Session: Parallel session 4 - Spatial OMICs and MS Imaging
MS Imaging-Based Prediction of Immune Cell and Bacterial strains Population Ratio : Towards in vivo Immunoscores and Bacterioscores for Cancer Diagnosis and Prognosis
Introduction
Patient prognosis is predictable through measurement of immune cells infiltration in TME. It’s achieved post-operatively by IHC which is time-consuming. In addition, there are growing evidence of microbiota importance in cancer. So, we investigated the development of an immunoscoring and bacterioscoring based on SpiderMass-MSI which could be performed in real-time during the surgery, to predict the distribution of each cell or bacteria type within pixels.
Methodology
The SpiderMass enables real-time in vivo analysis with no invasiveness by using mid-IR to excite water molecules. Different immune cell populations were analyzed using SpiderMass after cell sorting. Classification models were built from cell population MS spectra. A LGBM model was built to predict the ratio of each cells in each pixel of the GBM tissues image. The same strategy was used to create bacterioscoring using 6 bacterials strains and using it on esogastric tissues.
Results
The analysis of various immune cell populations reveals distinct molecular profiles.

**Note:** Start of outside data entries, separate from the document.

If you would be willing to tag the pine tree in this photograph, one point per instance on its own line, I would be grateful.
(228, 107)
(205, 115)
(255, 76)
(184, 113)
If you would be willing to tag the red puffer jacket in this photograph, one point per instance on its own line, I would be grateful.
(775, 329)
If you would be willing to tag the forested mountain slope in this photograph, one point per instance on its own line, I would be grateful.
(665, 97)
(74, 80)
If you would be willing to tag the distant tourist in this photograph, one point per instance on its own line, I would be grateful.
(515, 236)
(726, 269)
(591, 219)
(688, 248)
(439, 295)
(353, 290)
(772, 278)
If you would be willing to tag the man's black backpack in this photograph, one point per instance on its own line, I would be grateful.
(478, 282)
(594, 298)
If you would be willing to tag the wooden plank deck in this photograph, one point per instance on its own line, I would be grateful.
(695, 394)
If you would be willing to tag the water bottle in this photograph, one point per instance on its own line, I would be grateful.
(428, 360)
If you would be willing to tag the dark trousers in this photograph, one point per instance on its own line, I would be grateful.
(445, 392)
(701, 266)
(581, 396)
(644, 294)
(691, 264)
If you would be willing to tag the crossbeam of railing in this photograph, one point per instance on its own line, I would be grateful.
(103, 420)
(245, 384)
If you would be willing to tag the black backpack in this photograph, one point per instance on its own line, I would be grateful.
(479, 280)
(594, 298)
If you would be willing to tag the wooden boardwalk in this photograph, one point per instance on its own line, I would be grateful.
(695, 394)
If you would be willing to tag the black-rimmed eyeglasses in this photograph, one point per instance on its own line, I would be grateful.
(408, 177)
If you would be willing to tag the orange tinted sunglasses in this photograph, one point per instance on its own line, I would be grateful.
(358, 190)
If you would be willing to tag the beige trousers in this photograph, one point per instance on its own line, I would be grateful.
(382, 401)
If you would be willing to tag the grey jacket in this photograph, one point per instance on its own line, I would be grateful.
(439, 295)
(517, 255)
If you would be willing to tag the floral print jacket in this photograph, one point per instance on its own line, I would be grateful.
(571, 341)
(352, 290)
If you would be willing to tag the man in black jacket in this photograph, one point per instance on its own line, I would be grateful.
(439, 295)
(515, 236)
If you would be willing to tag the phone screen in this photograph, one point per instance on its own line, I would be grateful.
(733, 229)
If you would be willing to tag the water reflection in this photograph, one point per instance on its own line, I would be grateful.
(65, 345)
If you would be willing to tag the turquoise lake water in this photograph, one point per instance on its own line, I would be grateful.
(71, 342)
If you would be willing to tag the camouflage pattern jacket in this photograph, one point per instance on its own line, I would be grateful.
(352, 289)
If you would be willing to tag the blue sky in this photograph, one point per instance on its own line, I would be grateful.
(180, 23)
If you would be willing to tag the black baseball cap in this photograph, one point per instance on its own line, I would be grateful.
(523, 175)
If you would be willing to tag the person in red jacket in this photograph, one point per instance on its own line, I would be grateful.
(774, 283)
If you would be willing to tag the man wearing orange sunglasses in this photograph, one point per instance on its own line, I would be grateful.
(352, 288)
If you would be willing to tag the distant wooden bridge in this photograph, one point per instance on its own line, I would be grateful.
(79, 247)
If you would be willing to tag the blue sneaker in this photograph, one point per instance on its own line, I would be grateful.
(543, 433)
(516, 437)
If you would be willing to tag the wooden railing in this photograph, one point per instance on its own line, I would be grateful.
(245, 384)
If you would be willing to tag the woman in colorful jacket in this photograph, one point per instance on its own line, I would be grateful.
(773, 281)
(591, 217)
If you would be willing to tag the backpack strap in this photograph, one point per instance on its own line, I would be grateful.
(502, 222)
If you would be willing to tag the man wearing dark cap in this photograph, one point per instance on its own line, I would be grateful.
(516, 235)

It enable the development of a classification model through supervised machine learning approache. Immunoscoring is then conducted by leveraging LGBM from GBM image data, enabling the prediction of cell population ratios in each pixel. These ratios correlate with patient's overall survival, allowing the description of a prognosis score by evaluating the M1 versus M2 immune cell ratios. The bacterioscore was developed in the same way, but this time on oesogastric cancer tissue. Indeed, we were able to see that the predicted ratio of three bacterial strain were significantly different according to the cancerous or healthy character of the tissue. Indeed, L. gasseri strain were predicted to have a higher abundance in healthy tissue in contrary to L. lactis and S. bovis.
Conclusion
This breakthrough enables real-time diagnosis and prognosis assessment for patients through the direct integration of SpiderMass technology during surgery.